In the first quarter of 2023, China's economy saw a robust start, with a growth of 4.5% year on year, exceeding the 4% prediction made by economists surveyed by Reuters. This positive start is largely due to consumers indulging in spending after three years of stringent pandemic restrictions.
However, the private investment sector saw little to no movement, and the country witnessed a significant surge in youth unemployment. This suggests that private sector employers are still skeptical about long-term prospects.
Consumer spending saw a remarkable rebound, with retail sales soaring by 10.6% in March compared to the same period last year. This is the highest growth rate since June 2021. From January to March, retail sales rose by 5.8%, primarily driven by increased revenue from the catering service industry.
Louise Loo, China's lead economist at Oxford Economics, stated that the continued rise in consumer confidence and the release of pent-up demand indicate that the consumer-led recovery is far from over.
Additionally, industrial production saw a steady climb, increasing by 3.9% in March, as compared to 2.4% during the January-February period. In 2022, the GDP only rose by 3%, significantly falling short of the projected growth target of 5.5%, due to the impact of the country's approach to containing the coronavirus.
Following the scrapping of the zero-Covid policy in December, the economy is showing signs of recovery after a brief period of disruption due to Covid resurgence. An official non-manufacturing activity index soared to its highest level in over a decade, signifying the beneficial effects of a consumer spending surge on the crucial services sector.
International organizations and investment banks are upgrading China's growth forecasts for this year.

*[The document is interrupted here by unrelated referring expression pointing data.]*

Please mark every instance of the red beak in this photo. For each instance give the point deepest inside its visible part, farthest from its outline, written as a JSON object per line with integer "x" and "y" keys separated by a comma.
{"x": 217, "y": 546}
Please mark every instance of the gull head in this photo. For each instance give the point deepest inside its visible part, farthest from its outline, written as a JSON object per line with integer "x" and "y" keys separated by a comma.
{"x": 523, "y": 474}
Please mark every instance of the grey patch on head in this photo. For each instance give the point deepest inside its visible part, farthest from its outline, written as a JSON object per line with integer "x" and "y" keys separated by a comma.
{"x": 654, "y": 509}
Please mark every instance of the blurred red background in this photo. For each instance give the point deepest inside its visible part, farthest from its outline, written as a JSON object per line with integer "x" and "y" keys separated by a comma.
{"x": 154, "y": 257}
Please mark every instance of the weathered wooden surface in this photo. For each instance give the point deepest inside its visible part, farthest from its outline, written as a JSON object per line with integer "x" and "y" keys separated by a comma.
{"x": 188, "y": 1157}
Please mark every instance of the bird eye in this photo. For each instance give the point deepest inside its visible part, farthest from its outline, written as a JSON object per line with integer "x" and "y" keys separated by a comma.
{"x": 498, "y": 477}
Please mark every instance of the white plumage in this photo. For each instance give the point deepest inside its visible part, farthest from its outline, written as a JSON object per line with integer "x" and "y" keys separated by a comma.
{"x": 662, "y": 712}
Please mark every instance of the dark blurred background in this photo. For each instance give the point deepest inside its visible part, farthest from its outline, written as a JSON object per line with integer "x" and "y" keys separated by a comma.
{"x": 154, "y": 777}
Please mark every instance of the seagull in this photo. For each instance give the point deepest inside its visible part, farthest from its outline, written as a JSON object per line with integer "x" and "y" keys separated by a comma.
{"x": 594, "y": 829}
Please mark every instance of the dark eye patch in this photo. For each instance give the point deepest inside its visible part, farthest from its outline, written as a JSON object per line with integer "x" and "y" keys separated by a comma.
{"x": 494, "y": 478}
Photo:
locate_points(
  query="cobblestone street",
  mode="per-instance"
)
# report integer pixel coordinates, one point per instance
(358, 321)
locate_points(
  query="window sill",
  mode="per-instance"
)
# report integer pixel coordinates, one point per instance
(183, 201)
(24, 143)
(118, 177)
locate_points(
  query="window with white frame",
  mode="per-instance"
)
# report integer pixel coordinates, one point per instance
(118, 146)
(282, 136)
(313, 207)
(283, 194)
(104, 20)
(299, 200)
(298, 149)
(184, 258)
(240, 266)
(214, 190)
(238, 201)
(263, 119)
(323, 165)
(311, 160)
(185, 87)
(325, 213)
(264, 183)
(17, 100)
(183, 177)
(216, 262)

The International Monetary Fund, in its World Economic Outlook, predicted that China's GDP would increase by 5.2% this year and 5.1% in 2024.
However, some analysts suggest that the strong Q1 growth is a result of economic activity being pushed back from Q4 of 2022, which was impacted by Covid-19 restrictions and a chaotic reopening.
Raymond Yeung, chief economist for Greater China at ANZ Research, warned that China's economy could be deflationary. Adjusting for the impact of delayed economic activities, Yeung suggested that the Q1 GDP growth could be only 2.6%.
The state of private investment was particularly weak, with fixed asset investment by the private sector only increasing by 0.6% from January to March. Meanwhile, investment driven by the state grew by 10%.
The property industry, a critical economic sector, is also suffering from a significant downturn. Investment in real estate fell by 5.8% in Q1, with property sales by floor area also decreasing by 1.8%.
Unemployment among the youth continued to rise, with the unemployment rate for 16- to 24-year-olds reaching 19.6% in March, marking the second highest on record.
China's education ministry estimates that a record 11.6 million college graduates will be job hunting this year. A sluggish economy could exacerbate the jobless condition.
Last month, the Chinese government set a cautious growth plan for this year, aiming for a GDP target of around 5% and a job creation target of 12 million at the National People’s Congress.